Ole Smoky partnered with Yee-Haw Brewing Co to build a new distillery in Myrtle Beach, South Carolina, set to open in 2026.

==Products==
Currently, Ole Smoky Tennessee Moonshine nationally retails fifteen flavors of moonshine made using authentic East Tennessee recipes, jarred and shipped directly from the company's Gatlinburg distillery. Original Moonshine (100 proof), White Lightnin' (100 proof), Lightnin' Line (80 proof): Strawberry Lightnin', Lemon Drop Lightnin' and Hunch Punch Lightnin', and the 40 proof line including: Moonshine Cherries, Peach Moonshine, Apple Pie Moonshine, Blackberry Moonshine, Strawberry Moonshine, Lemon Drop Moonshine, Pineapple Moonshine, Watermelon Moonshine, Sweet Tea Moonshine and Charred Moonshine are available selectively in 49 states and Canada.
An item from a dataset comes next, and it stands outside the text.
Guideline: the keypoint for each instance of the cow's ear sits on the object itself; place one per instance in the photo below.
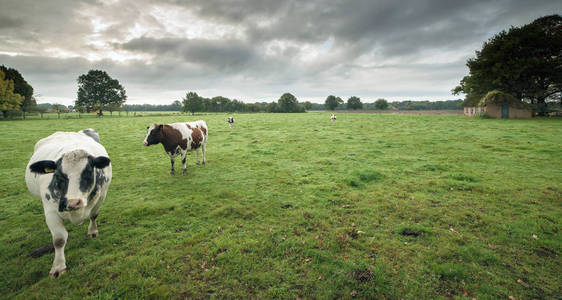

The distillery uses a 100-year-old family recipe, which was perfected with the help of Dave Pickerell, who served as the Master Distiller for Maker's Mark for over 15 years. The ingredients are locally sourced.

Ole Smoky Distillery also produces a peanut butter whiskey that received ten well-known spirits awards in November 2020.

==Media reaction==
Media coverage of Ole Smoky's opening included a visit by the Today Show and an appearance on Martha Stewart Living Radio. They continue to garner national media coverage in major press and consumer publications.